Is it time to stop talking about hypothesis-driven science and to focus instead on question-driven science? Hypotheses and models are important intermediates in the scientific process, but should they be in the driver’s seat? Let me know what you think.
59 Replies to “Hypothesis Overdrive?”
While I agree with the critique of “hypothesis” by Glass and by Glass & Hall, I believe that basing research funded by the public dollar on “questions” misses the point. What is intrigues a researcher in the form of a question may be very hard to explain to a layperson, or even a colleague in the same field. I prefer to explain to my students that research proposals must be “problem-solving”. These are typically mechanistic or design/engineering or targeted description (essentially the same as Freedman’s taxonomy of research problems -Freedman, P. (1960). The Principles of Scientific Research. Oxford, Pergamon Press. ), but inevitably the solution to scientific problems involves all three modes of research. Problems are solved by proposed design, hypotheses or search strategies, all of three of which can be collected under the rubric of ‘testable solutions”. Hypotheses are tools for solving problems; and we should dispense with any hypothesis as soon as it no longer is helping us solve the problem. I would suggest that “questions” and “models” (more or less as described by Glass and Hall) are also tools for problem solving. Scientists should love hypotheses or questions no more than a journeyman loves her hammer.

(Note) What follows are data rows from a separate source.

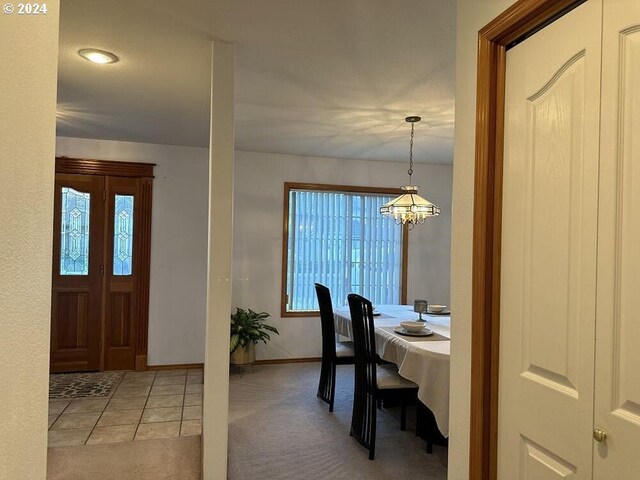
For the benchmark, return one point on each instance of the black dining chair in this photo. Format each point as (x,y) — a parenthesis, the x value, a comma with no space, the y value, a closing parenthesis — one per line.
(333,352)
(373,382)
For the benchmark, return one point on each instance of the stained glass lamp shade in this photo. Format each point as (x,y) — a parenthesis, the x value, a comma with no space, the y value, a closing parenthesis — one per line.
(410,208)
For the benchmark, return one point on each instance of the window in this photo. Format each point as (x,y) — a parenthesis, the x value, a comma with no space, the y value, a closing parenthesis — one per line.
(335,235)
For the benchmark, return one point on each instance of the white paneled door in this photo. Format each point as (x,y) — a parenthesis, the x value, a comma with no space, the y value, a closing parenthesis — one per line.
(617,392)
(549,240)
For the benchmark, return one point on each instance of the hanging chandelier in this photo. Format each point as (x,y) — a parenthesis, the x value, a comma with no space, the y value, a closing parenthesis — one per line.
(410,208)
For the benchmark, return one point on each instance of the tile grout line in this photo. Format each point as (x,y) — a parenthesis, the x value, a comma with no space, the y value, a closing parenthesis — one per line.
(109,397)
(135,434)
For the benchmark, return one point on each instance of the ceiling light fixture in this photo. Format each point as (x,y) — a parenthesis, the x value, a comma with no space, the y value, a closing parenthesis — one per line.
(410,208)
(97,56)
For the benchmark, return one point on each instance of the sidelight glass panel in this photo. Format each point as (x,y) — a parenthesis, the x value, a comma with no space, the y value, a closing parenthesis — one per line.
(123,235)
(74,241)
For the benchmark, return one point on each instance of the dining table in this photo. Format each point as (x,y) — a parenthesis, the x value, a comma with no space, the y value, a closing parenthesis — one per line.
(423,360)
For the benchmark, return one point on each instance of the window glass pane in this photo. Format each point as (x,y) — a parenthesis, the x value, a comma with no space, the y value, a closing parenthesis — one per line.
(340,240)
(74,236)
(123,235)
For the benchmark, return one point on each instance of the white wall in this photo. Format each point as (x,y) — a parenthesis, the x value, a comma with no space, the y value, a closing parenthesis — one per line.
(179,238)
(215,419)
(472,15)
(29,53)
(177,298)
(259,184)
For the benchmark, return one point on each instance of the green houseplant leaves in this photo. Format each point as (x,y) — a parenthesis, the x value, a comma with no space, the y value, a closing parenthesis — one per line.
(248,326)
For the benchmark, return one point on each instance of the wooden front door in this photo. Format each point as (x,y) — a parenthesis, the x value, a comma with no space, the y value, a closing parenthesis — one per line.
(78,249)
(101,253)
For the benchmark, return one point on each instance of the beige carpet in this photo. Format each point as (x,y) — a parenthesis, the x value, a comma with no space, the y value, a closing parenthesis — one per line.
(280,430)
(176,458)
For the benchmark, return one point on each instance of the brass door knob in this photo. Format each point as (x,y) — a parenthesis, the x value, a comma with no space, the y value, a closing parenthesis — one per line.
(599,435)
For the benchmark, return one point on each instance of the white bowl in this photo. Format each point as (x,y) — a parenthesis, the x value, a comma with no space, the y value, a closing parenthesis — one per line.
(436,308)
(413,327)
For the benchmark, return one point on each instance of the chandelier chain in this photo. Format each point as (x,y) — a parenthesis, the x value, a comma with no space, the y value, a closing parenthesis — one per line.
(410,171)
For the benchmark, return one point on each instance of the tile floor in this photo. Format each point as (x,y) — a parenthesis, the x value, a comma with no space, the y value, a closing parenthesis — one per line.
(145,405)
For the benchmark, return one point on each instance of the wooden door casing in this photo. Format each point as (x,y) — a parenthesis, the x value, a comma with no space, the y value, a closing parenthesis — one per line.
(76,300)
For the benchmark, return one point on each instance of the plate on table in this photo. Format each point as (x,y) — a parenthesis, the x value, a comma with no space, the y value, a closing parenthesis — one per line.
(422,333)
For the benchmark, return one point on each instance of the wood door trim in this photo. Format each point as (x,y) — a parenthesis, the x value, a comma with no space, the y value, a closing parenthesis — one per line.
(519,21)
(85,166)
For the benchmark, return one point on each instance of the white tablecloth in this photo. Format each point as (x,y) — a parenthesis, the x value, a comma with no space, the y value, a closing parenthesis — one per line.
(423,362)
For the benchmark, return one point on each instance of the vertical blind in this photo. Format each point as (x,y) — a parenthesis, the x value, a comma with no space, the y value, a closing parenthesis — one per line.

Now, I suggest, that anyone can come to understand a problem, even if they never understand the hypothesis. Now, problems can be posed as questions, but not all questions identify problems. “How does Toxoplasma infection cause mice to lose their fear of cats?,” refers to a problem but “Does Toxoplasma damage fear-processing neurons in the amygdala” refers to an hypothesis that MIGHT solve the problem. Similarly, we can identify a design-engineering problem as a question (“How can we send humans to Mars and bring them back alive”) or as a statement (“The problem is to send humans to Mars and bring them back alive”). Similarly, we can express the targetted description of the human genome as a questions (“What is the sequence of the human genome?”) or as a mechanistic question (“How can we explain the genetic basis of human disease?) or as search stragety (“Sequencing the human genome should reveals details critical to explaining the genetic basis of human disease”).
NIH grants: Focus on questions, not hypotheses
Perhaps it could be framed as “goal” driven science. For instance, one could say, my goal is to understand the function of the MafP1 signalling system in mammalian development. Then you are not bound by the questions you can think to ask. You can just keep asking and answering questions until you reach your goal.